Aberdeen links Business Intelligence to Performance
A study completed by the Aberdeen Group investigated the impact of good business intelligence on company performance during this economic downturn. There were three classifications; best-in-class, which has an 11% increase in operating profit and a 96% customer retention rate, Industry average performers which had a 5% decrease in operating profit and an 88% customer retention rate, and Laggards which had a 14% decrease in operating profit and only a 67% customer retention rate. The critical measurement that the Aberdeen Group was evaluating was employee access to business intelligence. Best-in-Class had access to BI for 56% of their workforce, Industry Average had only 36% and Laggards were less than18%.
The companies that gave over half of their workforce business intelligence from which they could drive activity got pressure to increase output to meet customer demand along with pricing pressures. The rest were dealing with aligning cost with falling revenue forecasts. Half as many Best-in Class companies were dealing with falling sales as all others. Cash is still king. Best-in-Class companies used business intelligence information to better understand their receivables issues. Business intelligence can be used in many ways to assure cash is not compromised.

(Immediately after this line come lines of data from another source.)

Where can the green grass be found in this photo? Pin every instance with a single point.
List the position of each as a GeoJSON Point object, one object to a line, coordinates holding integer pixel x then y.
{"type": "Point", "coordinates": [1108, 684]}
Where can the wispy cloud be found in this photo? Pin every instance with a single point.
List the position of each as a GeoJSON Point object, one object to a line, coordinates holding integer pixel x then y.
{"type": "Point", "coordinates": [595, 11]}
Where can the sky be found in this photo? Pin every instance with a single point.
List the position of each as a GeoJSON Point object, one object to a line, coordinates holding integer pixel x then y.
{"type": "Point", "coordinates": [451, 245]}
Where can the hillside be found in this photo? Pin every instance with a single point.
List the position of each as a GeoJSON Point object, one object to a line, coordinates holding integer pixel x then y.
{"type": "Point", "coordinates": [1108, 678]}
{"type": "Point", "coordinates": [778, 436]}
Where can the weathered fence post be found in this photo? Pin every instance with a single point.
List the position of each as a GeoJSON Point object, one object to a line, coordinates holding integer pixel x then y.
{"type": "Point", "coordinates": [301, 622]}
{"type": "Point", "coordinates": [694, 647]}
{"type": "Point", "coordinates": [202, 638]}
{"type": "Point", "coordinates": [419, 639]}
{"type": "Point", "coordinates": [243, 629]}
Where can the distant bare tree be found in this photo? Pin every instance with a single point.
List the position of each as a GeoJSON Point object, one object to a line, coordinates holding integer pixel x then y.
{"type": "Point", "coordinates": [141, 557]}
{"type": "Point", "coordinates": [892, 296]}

Managing “days sales outstanding” to insures that cashing is coming in at the same or faster rate that cash is going out is critical.
Business intelligence also helps businesses track sales back to marketing leads and marketing cost. This is a two edge sword from the standpoint of both concentrating on the highest value opportunities while reducing the spending on non-performing cost. Best-in-class companies make the best use of performance dashboards and scorecard tools, uniform data collecting and cleansing and enterprise performance management.